Engendering trust in an online world

Trust is defined as the ability to rely on the reliability or truth of something. When using something as inherently insecure as the internet, which was designed with openness and availability in mind, rather than security and privacy, this becomes a real issue. Back in 1993, before use of the internet was anywhere near as widespread as it is now, a popular cartoon published by The New Yorker drew attention to the perceived anonymity of the internet with the tagline “On the internet, nobody knows you’re a dog.”

Fast forward to today when globally almost half of the world population has internet access, rising to 88% in North America. Mobile devices equipped with internet connectivity have helped to drive penetration levels upwards. With so much of our daily lives conducted online, anonymity is no longer desirable and does nothing to engender trust.

When you meet someone in the real world, it takes time to get to know them and build a relationship before you feel that you can trust them. In the online world, it is necessary to know who someone is, especially when sensitive information is involved, such as when making financial transactions. For many years, the most common form of authenticating someone’s identity has been through use of a name and password credential combination.

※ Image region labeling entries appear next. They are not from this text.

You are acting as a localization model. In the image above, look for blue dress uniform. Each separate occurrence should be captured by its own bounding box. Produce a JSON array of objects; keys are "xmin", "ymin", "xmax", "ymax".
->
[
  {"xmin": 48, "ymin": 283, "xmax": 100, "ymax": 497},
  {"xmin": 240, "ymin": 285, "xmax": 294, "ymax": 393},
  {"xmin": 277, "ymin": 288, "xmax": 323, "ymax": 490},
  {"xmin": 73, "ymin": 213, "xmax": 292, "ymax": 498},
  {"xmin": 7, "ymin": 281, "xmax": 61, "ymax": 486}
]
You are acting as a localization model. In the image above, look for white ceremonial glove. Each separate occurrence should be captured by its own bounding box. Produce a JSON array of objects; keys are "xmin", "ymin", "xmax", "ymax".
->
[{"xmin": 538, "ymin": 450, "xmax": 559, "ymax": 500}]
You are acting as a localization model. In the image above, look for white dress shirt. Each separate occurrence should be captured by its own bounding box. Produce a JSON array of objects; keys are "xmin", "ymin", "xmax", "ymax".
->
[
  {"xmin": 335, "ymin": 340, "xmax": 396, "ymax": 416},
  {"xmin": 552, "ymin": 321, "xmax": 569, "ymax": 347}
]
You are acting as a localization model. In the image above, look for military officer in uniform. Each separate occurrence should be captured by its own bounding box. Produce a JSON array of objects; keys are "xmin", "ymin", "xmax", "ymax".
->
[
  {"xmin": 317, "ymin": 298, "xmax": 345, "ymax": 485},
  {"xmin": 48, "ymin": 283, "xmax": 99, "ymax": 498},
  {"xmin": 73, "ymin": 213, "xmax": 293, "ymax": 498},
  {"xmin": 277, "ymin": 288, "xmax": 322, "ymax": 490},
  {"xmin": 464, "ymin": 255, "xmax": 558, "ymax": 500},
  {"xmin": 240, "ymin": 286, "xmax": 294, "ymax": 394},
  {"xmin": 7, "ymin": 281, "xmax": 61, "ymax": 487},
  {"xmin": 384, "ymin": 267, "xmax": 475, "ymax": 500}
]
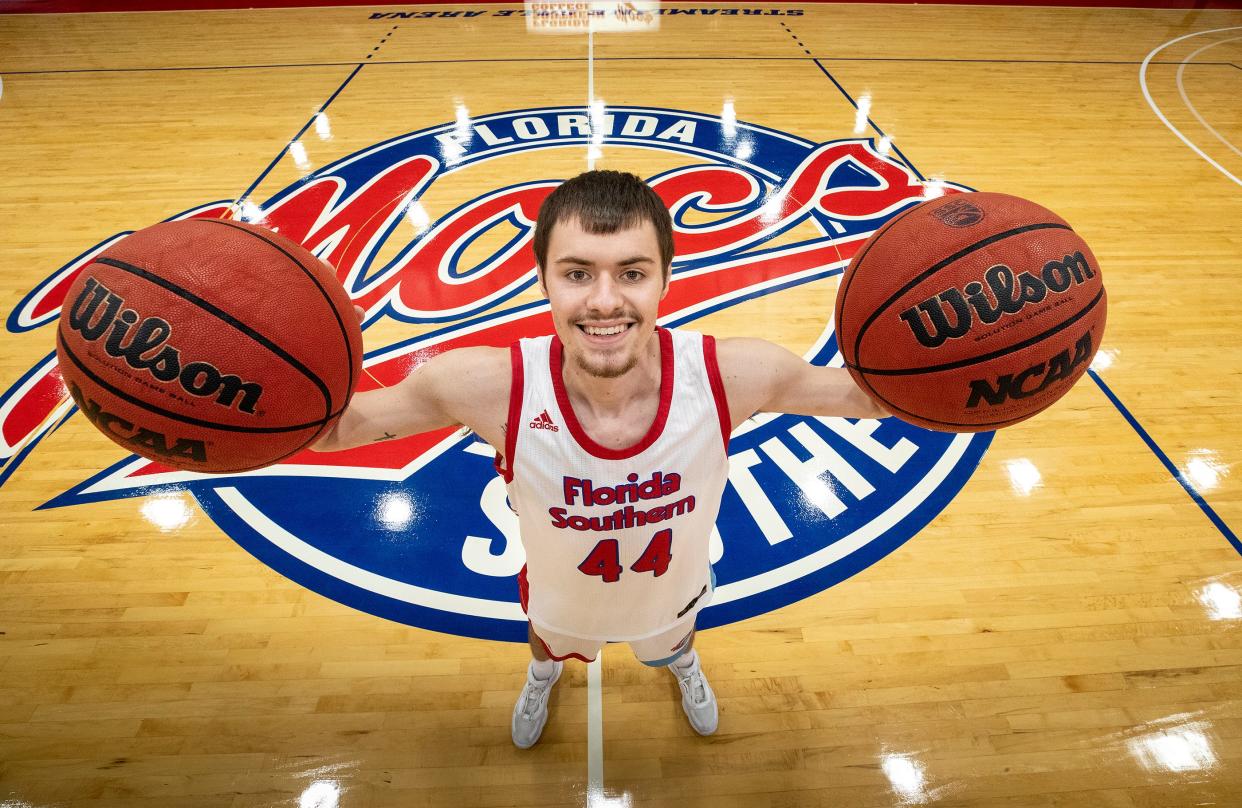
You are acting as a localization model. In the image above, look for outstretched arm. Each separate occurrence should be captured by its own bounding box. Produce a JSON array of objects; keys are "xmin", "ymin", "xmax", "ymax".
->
[
  {"xmin": 311, "ymin": 348, "xmax": 509, "ymax": 452},
  {"xmin": 717, "ymin": 339, "xmax": 892, "ymax": 428}
]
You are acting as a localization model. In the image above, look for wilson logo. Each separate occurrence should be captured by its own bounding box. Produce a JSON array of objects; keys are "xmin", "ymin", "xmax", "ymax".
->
[
  {"xmin": 900, "ymin": 252, "xmax": 1095, "ymax": 348},
  {"xmin": 530, "ymin": 410, "xmax": 560, "ymax": 432},
  {"xmin": 966, "ymin": 331, "xmax": 1094, "ymax": 408},
  {"xmin": 70, "ymin": 382, "xmax": 207, "ymax": 463},
  {"xmin": 70, "ymin": 278, "xmax": 263, "ymax": 415}
]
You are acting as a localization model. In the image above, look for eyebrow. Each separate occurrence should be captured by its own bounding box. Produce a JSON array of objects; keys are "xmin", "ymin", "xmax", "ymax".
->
[{"xmin": 554, "ymin": 256, "xmax": 656, "ymax": 267}]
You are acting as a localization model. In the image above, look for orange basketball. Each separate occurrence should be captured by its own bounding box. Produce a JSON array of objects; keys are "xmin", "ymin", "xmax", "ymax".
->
[
  {"xmin": 56, "ymin": 218, "xmax": 363, "ymax": 472},
  {"xmin": 836, "ymin": 194, "xmax": 1107, "ymax": 432}
]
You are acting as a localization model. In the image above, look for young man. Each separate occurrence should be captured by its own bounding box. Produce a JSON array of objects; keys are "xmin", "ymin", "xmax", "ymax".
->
[{"xmin": 315, "ymin": 171, "xmax": 888, "ymax": 748}]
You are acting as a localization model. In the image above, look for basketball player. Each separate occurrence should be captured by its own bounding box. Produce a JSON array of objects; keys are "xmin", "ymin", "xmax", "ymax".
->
[{"xmin": 315, "ymin": 171, "xmax": 888, "ymax": 748}]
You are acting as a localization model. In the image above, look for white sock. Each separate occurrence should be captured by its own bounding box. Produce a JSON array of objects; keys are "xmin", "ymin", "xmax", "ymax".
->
[
  {"xmin": 530, "ymin": 659, "xmax": 556, "ymax": 681},
  {"xmin": 668, "ymin": 650, "xmax": 698, "ymax": 673}
]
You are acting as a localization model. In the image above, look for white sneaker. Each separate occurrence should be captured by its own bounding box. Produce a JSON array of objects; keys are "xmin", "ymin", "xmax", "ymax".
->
[
  {"xmin": 668, "ymin": 650, "xmax": 720, "ymax": 735},
  {"xmin": 510, "ymin": 660, "xmax": 565, "ymax": 750}
]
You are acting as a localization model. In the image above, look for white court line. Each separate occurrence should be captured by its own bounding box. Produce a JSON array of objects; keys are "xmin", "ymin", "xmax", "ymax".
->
[
  {"xmin": 1177, "ymin": 36, "xmax": 1242, "ymax": 158},
  {"xmin": 1139, "ymin": 25, "xmax": 1242, "ymax": 185},
  {"xmin": 586, "ymin": 29, "xmax": 602, "ymax": 171},
  {"xmin": 586, "ymin": 648, "xmax": 604, "ymax": 806}
]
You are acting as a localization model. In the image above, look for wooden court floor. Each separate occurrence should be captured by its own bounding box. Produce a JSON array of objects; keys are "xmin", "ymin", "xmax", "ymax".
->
[{"xmin": 0, "ymin": 2, "xmax": 1242, "ymax": 808}]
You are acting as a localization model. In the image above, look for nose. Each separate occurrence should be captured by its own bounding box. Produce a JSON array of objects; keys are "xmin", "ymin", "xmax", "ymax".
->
[{"xmin": 586, "ymin": 272, "xmax": 623, "ymax": 315}]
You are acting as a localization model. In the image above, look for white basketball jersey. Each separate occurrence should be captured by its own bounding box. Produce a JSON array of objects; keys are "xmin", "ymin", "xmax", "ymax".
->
[{"xmin": 498, "ymin": 329, "xmax": 729, "ymax": 640}]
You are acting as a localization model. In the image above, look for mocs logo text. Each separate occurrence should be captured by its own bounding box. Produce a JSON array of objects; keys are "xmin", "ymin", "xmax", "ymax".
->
[{"xmin": 70, "ymin": 278, "xmax": 263, "ymax": 415}]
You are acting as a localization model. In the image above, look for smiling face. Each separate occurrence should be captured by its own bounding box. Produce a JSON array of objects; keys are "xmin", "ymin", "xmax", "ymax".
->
[{"xmin": 540, "ymin": 218, "xmax": 668, "ymax": 379}]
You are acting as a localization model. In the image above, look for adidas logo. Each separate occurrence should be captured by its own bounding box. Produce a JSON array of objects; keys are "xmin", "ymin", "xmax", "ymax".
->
[{"xmin": 530, "ymin": 410, "xmax": 560, "ymax": 432}]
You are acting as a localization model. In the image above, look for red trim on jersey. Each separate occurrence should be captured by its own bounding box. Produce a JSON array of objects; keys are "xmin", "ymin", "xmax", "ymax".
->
[
  {"xmin": 548, "ymin": 328, "xmax": 673, "ymax": 465},
  {"xmin": 496, "ymin": 343, "xmax": 525, "ymax": 483},
  {"xmin": 703, "ymin": 334, "xmax": 733, "ymax": 454},
  {"xmin": 518, "ymin": 563, "xmax": 595, "ymax": 663}
]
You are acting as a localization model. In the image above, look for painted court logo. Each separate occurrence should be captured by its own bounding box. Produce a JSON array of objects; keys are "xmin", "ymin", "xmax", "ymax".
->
[{"xmin": 0, "ymin": 107, "xmax": 990, "ymax": 642}]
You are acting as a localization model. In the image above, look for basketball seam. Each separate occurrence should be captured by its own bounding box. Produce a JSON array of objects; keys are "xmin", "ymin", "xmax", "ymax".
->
[
  {"xmin": 835, "ymin": 202, "xmax": 923, "ymax": 347},
  {"xmin": 56, "ymin": 328, "xmax": 344, "ymax": 434},
  {"xmin": 194, "ymin": 218, "xmax": 354, "ymax": 410},
  {"xmin": 96, "ymin": 257, "xmax": 335, "ymax": 423},
  {"xmin": 850, "ymin": 287, "xmax": 1104, "ymax": 376},
  {"xmin": 853, "ymin": 222, "xmax": 1073, "ymax": 360}
]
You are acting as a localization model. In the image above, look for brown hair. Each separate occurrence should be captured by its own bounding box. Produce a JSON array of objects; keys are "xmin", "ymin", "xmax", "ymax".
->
[{"xmin": 534, "ymin": 171, "xmax": 673, "ymax": 276}]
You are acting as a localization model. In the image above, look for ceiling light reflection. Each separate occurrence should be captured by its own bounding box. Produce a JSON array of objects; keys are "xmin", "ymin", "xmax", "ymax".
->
[
  {"xmin": 142, "ymin": 493, "xmax": 194, "ymax": 532},
  {"xmin": 233, "ymin": 199, "xmax": 265, "ymax": 222},
  {"xmin": 405, "ymin": 202, "xmax": 431, "ymax": 236},
  {"xmin": 1199, "ymin": 581, "xmax": 1242, "ymax": 621},
  {"xmin": 289, "ymin": 140, "xmax": 311, "ymax": 171},
  {"xmin": 1182, "ymin": 449, "xmax": 1230, "ymax": 492},
  {"xmin": 1126, "ymin": 721, "xmax": 1216, "ymax": 772},
  {"xmin": 1005, "ymin": 457, "xmax": 1043, "ymax": 496},
  {"xmin": 375, "ymin": 492, "xmax": 414, "ymax": 530},
  {"xmin": 586, "ymin": 787, "xmax": 630, "ymax": 808},
  {"xmin": 314, "ymin": 112, "xmax": 332, "ymax": 140},
  {"xmin": 298, "ymin": 779, "xmax": 340, "ymax": 808},
  {"xmin": 879, "ymin": 755, "xmax": 928, "ymax": 803},
  {"xmin": 854, "ymin": 93, "xmax": 871, "ymax": 134}
]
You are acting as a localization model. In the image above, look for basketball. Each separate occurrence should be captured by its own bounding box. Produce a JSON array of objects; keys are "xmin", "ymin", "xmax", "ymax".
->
[
  {"xmin": 836, "ymin": 192, "xmax": 1107, "ymax": 432},
  {"xmin": 56, "ymin": 218, "xmax": 363, "ymax": 473}
]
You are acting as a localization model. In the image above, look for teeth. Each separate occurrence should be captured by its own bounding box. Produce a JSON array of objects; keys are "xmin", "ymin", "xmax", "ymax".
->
[{"xmin": 582, "ymin": 324, "xmax": 628, "ymax": 336}]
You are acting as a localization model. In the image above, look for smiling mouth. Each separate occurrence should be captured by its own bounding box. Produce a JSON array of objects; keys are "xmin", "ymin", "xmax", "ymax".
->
[{"xmin": 576, "ymin": 323, "xmax": 635, "ymax": 336}]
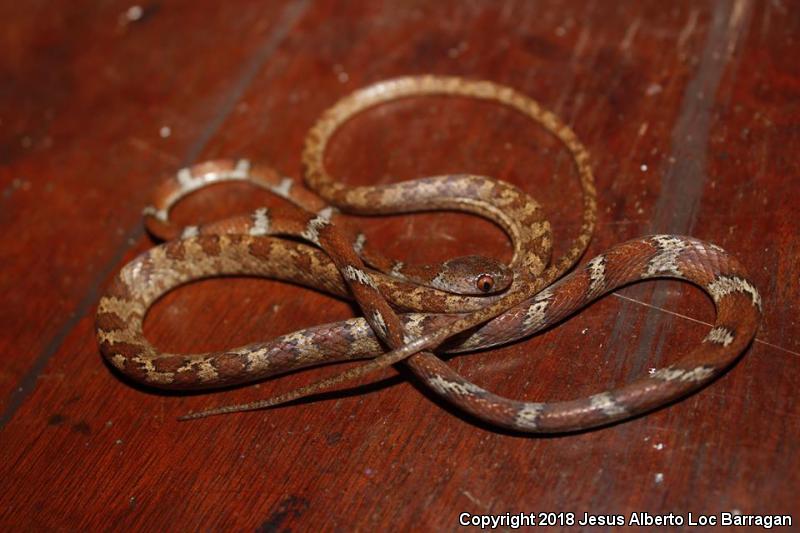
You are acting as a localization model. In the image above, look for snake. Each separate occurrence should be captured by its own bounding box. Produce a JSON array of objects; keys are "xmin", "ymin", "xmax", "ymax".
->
[{"xmin": 97, "ymin": 76, "xmax": 761, "ymax": 433}]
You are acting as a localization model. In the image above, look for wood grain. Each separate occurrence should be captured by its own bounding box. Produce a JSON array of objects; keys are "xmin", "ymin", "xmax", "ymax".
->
[{"xmin": 0, "ymin": 0, "xmax": 800, "ymax": 531}]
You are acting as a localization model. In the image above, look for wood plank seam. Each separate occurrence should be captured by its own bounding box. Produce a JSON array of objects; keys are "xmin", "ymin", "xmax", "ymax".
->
[{"xmin": 0, "ymin": 0, "xmax": 309, "ymax": 430}]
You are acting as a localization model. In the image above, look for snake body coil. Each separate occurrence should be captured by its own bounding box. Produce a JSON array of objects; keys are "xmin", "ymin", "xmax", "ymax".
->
[{"xmin": 97, "ymin": 76, "xmax": 761, "ymax": 432}]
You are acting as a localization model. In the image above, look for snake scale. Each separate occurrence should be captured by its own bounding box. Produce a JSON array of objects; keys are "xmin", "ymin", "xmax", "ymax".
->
[{"xmin": 97, "ymin": 76, "xmax": 761, "ymax": 433}]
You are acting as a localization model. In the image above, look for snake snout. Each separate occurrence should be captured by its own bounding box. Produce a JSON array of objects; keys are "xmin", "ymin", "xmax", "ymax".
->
[{"xmin": 440, "ymin": 255, "xmax": 514, "ymax": 295}]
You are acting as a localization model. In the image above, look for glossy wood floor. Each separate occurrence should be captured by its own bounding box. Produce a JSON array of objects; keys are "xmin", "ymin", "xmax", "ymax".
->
[{"xmin": 0, "ymin": 0, "xmax": 800, "ymax": 531}]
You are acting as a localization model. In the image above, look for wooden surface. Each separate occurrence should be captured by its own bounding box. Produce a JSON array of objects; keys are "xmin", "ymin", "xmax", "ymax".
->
[{"xmin": 0, "ymin": 0, "xmax": 800, "ymax": 531}]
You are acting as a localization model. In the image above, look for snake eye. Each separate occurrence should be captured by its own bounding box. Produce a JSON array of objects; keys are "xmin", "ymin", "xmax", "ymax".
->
[{"xmin": 476, "ymin": 274, "xmax": 494, "ymax": 292}]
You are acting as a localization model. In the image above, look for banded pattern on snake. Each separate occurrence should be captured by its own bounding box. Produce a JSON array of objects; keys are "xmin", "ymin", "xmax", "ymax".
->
[{"xmin": 97, "ymin": 77, "xmax": 761, "ymax": 432}]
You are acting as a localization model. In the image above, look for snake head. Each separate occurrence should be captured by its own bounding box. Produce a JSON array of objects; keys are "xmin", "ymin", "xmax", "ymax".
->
[{"xmin": 431, "ymin": 255, "xmax": 514, "ymax": 295}]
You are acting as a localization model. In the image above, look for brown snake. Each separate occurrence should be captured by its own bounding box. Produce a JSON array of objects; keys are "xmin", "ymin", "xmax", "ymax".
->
[{"xmin": 97, "ymin": 76, "xmax": 761, "ymax": 432}]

But it is well known that this is not enough as passwords can be guessed, hacked or otherwise stolen. The use of such a credential combination is nowhere near sufficient to engender solid levels of trust. Stronger forms of authentication were introduced, often in the form of security tokens and one-time passwords. These can be in the form of hardware tokens that generate one-time codes or codes sent to a user by a text message or email that must be input in order for the user to be authenticated. But even these have their limitations, especially given the ease with which tokens or mobile devices to which codes are sent can be lost or stolen. Biometrics are touted as a reliable and secure alternative, especially given the fact that more smartphones are being shipped with fingerprint or other biometric sensors built in. But all these methods of authentication add to the burden on the user.

A method of proving a person is who they say they are that is growing in popularity is that of contextual authentication, which imposes a higher level of security, but which is also transparent to the user. Contextual authentication uses advanced analytics to infer a person’s authenticity based on observed behaviour, taking into account a range of factors.

Such factors can include information regarding time and location of an authentication request. For example, if a user generally accesses a service either from their home or office during regular work hours, a red flag would be raised if they attempted access from a different location or at an unusual time, such as midnight over the weekend. Similarly, if a user has recently accessed a service from one location and then an authentication request is received from a distant location shortly after, the event will be flagged as suspicious.

Contextual authentication takes into account a number of factors in order to build a risk profile, which can be used to determine whether or not to allow the user to continue unchallenged or to deny them access. However, there may well be a good reason why a user is attempting to perform a particular action. For example, a user may need to access certain corporate resources at an unusual time, such as late in the evening, in order to prepare for a meeting the next day. Rather than having a blanket deny access policy, the user can be required to supply additional proof of their identity in the form of stronger authentication or requiring them to correctly answer a challenge or security question based on information that is already known about them, perhaps something that they registered when they signed up to use a service.

The use of contextual authentication can help to better engender trust in a person’s identity. It improves security across a number of platforms, including mobile devices and cloud computing services. It is particularly useful in the fight against fraud, enabling decisions to be made in almost real time regarding a person’s authenticity so that fraudulent transactions can be stopped and losses prevented.

Whilst a person may value their anonymity in certain situations, the need to trust that someone is who they say they are means that that is not always possible. The use of advanced analytics when making authentication decisions will help to engender trust so that interactions will be better enabled, rather than merely blocking interactions because their trustworthiness cannot be adequately proven.